History of the Association

  • First general meeting of the association was held on February 3, 1974 in Regina, attended by approximately 35 auctioneers from around the province of Saskatchewan. An exploratory meeting had been held on Jan 12, 1974, attended by eight interested auctioneers. A decision was made to organize an association of auctioneers in the province of Saskatchewan.
  • The initial incentive to form an association was the need for the profession to have input in legislative matters regarding auctioneering in the province. The Department of Consumer Affairs was most anxious to see development of an association, and appeared ready to encourage and co-operate with the newly formed Saskatchewan Auctioneers Association.
  • Bonding of licensed auctioneers had been discussed at the meeting; it being considered a surety bond would be a protection for customers and would raise the standard of the profession. Consumer Affairs was requested to require licensed auctioneers to carry a bond to conduct business in the Province of Saskatchewan.
  • The first board of directors were: Mr. Ed Roth, Mr. Mac Scramstad, Mr. John Wigemyr, Mr. Bill Hodgins, Mr. Rhinehold Hubick, Mr. Vern Brown and Mr. Herman Lackey.
  • Initial discussions concerning a group liability insurance policy were held at the March 1974 directors meeting. This voluntary group policy has developed over time to the present day requirement of proof of $2,000,000 public liability insurance, or the member having to enroll in the group plan.
  • The first annual convention of the SAA was held in February 1975 in Saskatoon. By that time, there were 58 members in the association. The membership numbers increased over the years to a maximum of 220. The present membership has levelled off to between 160-170 members per year.
  • We are a non-profit organization that takes pride in the number of charity auctions and fund-raisers that our auctioneers conduct annually, at no charge. Many worthy causes have benefited from the talents of our auctioneers.
  • Auction Era, a historical display of auctioneering in the province opened at the North Battleford branch of the Western Development Museum in 1984. The display, in developmental stages of expansion, honors those auctioneers who have been inducted into the Auction Era Hall of Honor.
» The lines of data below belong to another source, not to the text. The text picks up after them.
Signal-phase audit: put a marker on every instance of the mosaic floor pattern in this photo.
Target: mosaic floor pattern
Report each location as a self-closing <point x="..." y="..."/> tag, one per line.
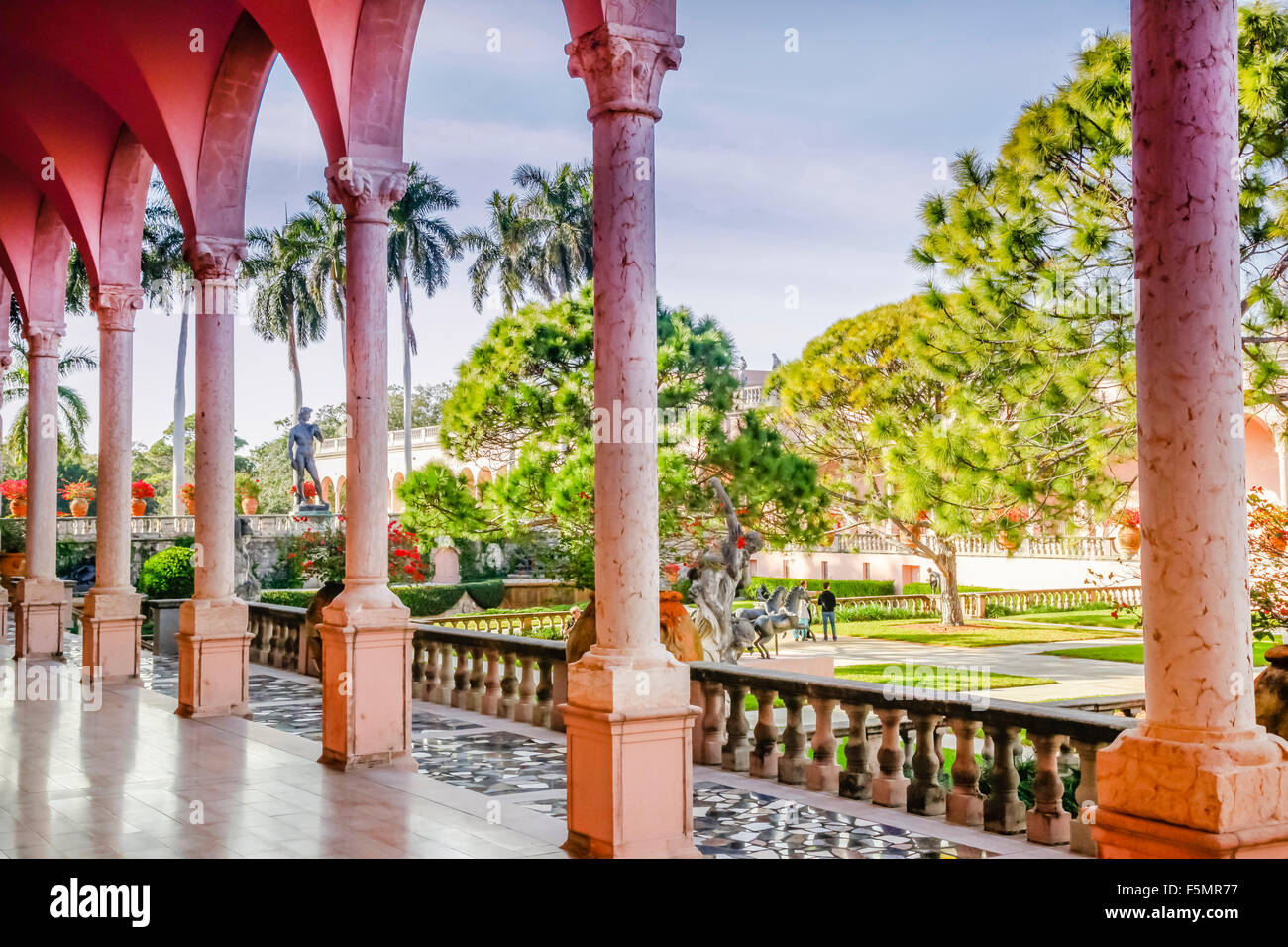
<point x="735" y="823"/>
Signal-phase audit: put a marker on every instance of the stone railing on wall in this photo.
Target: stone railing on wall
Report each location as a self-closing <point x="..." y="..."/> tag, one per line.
<point x="897" y="763"/>
<point x="84" y="528"/>
<point x="1033" y="547"/>
<point x="906" y="740"/>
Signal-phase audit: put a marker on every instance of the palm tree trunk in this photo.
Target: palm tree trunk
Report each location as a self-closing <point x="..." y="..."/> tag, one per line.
<point x="404" y="295"/>
<point x="180" y="414"/>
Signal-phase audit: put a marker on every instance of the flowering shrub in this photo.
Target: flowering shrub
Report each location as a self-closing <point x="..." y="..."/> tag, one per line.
<point x="1267" y="539"/>
<point x="320" y="554"/>
<point x="77" y="491"/>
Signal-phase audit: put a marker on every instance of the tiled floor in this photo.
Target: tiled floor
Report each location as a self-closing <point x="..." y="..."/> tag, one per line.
<point x="134" y="780"/>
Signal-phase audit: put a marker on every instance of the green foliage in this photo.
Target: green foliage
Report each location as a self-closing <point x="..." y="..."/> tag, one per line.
<point x="528" y="389"/>
<point x="841" y="587"/>
<point x="167" y="575"/>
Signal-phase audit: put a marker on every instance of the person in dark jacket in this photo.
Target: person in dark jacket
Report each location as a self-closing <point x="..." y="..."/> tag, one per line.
<point x="827" y="604"/>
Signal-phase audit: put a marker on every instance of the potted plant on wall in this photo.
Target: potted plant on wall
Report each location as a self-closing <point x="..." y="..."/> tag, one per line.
<point x="16" y="492"/>
<point x="1127" y="539"/>
<point x="141" y="491"/>
<point x="77" y="496"/>
<point x="248" y="493"/>
<point x="13" y="547"/>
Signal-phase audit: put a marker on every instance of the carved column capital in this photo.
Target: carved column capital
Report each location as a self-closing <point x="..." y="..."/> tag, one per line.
<point x="116" y="305"/>
<point x="214" y="260"/>
<point x="43" y="339"/>
<point x="366" y="188"/>
<point x="622" y="67"/>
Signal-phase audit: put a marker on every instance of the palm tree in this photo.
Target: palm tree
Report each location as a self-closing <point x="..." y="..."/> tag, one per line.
<point x="165" y="273"/>
<point x="73" y="414"/>
<point x="505" y="248"/>
<point x="283" y="308"/>
<point x="420" y="248"/>
<point x="561" y="209"/>
<point x="321" y="230"/>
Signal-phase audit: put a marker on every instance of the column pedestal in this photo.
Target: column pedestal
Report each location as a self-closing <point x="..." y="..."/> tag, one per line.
<point x="214" y="650"/>
<point x="110" y="628"/>
<point x="1171" y="792"/>
<point x="630" y="780"/>
<point x="366" y="684"/>
<point x="42" y="608"/>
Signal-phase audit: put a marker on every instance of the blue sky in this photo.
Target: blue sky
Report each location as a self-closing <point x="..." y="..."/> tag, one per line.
<point x="774" y="169"/>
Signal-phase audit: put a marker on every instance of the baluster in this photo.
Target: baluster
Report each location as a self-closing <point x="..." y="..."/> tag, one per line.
<point x="1004" y="812"/>
<point x="527" y="705"/>
<point x="462" y="678"/>
<point x="1080" y="830"/>
<point x="737" y="749"/>
<point x="764" y="757"/>
<point x="791" y="764"/>
<point x="509" y="688"/>
<point x="855" y="780"/>
<point x="823" y="774"/>
<point x="926" y="793"/>
<point x="544" y="714"/>
<point x="490" y="696"/>
<point x="965" y="802"/>
<point x="890" y="787"/>
<point x="1047" y="822"/>
<point x="712" y="723"/>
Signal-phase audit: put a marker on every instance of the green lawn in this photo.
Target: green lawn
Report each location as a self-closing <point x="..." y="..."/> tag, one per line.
<point x="1102" y="618"/>
<point x="1134" y="654"/>
<point x="949" y="680"/>
<point x="970" y="635"/>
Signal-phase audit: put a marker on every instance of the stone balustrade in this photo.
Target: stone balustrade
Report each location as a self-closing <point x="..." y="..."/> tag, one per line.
<point x="898" y="762"/>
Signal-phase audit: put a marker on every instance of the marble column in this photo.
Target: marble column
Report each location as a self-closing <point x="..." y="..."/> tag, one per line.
<point x="42" y="604"/>
<point x="627" y="716"/>
<point x="1198" y="777"/>
<point x="366" y="631"/>
<point x="111" y="618"/>
<point x="214" y="639"/>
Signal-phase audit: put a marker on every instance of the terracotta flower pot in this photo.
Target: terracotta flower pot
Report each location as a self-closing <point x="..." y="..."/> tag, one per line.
<point x="1128" y="539"/>
<point x="12" y="565"/>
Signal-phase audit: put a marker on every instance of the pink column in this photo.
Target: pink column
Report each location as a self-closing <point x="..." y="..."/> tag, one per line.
<point x="214" y="642"/>
<point x="366" y="631"/>
<point x="42" y="603"/>
<point x="111" y="620"/>
<point x="1198" y="777"/>
<point x="627" y="715"/>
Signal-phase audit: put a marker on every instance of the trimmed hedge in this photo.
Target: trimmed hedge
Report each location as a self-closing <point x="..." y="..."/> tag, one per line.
<point x="841" y="587"/>
<point x="167" y="574"/>
<point x="424" y="600"/>
<point x="923" y="589"/>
Administration of the Association

  • Governed by a board of directors elected, for three year terms each, by the membership at the annual general meeting.
  • Officers consist of the President, the Vice-President and 5 other elected directors. Directors and executive are open at all times for comments and concerns from members and the general public. These concerns will be brought to the attention of the entire board at its regularly scheduled meetings.

Benefits of Membership

  • The Saskatchewan Auctioneers Association provides a unified body to voice opinions to various levels of government. A legislative committee is in place to deal with governments on laws which may affect the auction industry.
  • We provide information to our members concerning changes in legislation such as the GST, the PST, gun control legislation and other issues that may be of concern to them.
  • A quarterly newsletter is published to inform our membership of any events, changes in legislation, general information of interest, and news of interesting auctions throughout the province.
  • A convention is held annually, during which the annual general meeting convenes. At this convention, we try to educate our members on issues related to their auction business. The first evening has been set aside for education, with the second evening reserved for the fun of our annual fund-raiser auction.
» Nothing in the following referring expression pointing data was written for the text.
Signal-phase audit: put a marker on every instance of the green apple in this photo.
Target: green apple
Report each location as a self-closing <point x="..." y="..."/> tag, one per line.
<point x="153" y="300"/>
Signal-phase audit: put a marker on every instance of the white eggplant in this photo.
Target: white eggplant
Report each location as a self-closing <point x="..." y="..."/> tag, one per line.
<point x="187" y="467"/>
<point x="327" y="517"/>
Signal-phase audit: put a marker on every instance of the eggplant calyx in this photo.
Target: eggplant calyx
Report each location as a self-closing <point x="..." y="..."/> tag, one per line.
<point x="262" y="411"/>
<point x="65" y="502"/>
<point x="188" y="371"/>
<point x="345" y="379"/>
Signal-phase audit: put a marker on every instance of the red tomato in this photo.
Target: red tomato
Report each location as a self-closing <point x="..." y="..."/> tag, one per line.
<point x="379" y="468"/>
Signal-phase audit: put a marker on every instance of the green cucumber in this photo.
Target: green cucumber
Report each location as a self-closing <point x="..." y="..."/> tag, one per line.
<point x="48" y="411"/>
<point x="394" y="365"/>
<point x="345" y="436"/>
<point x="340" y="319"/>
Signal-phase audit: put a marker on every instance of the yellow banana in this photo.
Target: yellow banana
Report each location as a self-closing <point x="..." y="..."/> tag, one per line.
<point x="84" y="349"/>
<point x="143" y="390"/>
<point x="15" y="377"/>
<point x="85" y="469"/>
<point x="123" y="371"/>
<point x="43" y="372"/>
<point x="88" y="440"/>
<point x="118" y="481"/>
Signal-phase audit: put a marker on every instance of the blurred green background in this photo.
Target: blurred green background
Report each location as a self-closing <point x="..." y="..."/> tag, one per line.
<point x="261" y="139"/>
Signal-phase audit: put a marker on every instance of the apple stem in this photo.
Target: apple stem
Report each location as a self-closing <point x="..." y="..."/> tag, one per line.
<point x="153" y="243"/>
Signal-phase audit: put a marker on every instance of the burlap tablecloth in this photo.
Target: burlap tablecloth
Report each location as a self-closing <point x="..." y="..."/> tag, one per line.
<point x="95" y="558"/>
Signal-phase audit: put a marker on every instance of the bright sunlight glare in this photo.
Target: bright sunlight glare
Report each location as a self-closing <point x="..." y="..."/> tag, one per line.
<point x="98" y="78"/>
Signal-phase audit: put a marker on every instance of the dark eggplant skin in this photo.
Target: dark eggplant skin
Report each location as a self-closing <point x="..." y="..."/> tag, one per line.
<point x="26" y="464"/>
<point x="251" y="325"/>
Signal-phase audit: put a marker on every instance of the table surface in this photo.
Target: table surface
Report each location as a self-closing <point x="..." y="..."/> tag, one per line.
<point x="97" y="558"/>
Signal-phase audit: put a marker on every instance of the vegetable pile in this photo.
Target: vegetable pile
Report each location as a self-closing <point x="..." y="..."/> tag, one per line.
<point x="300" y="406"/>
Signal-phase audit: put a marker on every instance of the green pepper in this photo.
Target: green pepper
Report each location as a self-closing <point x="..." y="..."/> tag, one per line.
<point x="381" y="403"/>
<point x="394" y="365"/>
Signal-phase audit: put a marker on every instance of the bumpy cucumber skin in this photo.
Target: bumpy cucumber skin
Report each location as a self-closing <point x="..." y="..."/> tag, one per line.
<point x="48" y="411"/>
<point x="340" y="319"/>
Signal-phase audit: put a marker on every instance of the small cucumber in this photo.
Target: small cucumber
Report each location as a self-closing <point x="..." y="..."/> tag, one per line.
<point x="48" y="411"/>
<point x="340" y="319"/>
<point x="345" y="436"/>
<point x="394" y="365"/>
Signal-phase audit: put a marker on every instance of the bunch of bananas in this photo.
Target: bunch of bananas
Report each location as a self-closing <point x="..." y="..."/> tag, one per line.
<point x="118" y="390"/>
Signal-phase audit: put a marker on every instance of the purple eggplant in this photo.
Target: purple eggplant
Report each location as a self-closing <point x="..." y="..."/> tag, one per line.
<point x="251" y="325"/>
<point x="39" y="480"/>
Disclipline / Grievance Policy

1. Complainer contacts SAA office. SAA office requests a written submission from complainer

2. SAA office contacts auction company, supplying copy of complaint. SAA office requests written rebuttal from offending auction company.

3. SAA office attempts to resolve dispute at this level.

4. If dispute is unable to be resolved at office level, SAA office contacts member of grievance committee whose geographical location is closest to offending auction company. This committee member attempts to resolve issue at that level.

5. If no resolution is possible, a meeting of entire grievance committee is held, with both parties invited to attend to attempt resolution. Suggested solutions will be provided. If unable to attain resolution, further intervention will be suggested, eg. civil matter, referral to Consumer Protection, etc.

6. If offending auction company refuses to co-operate with grievance committee, and work towards a resolution, the SAA can revoke the member’s bond, and membership with the SAA.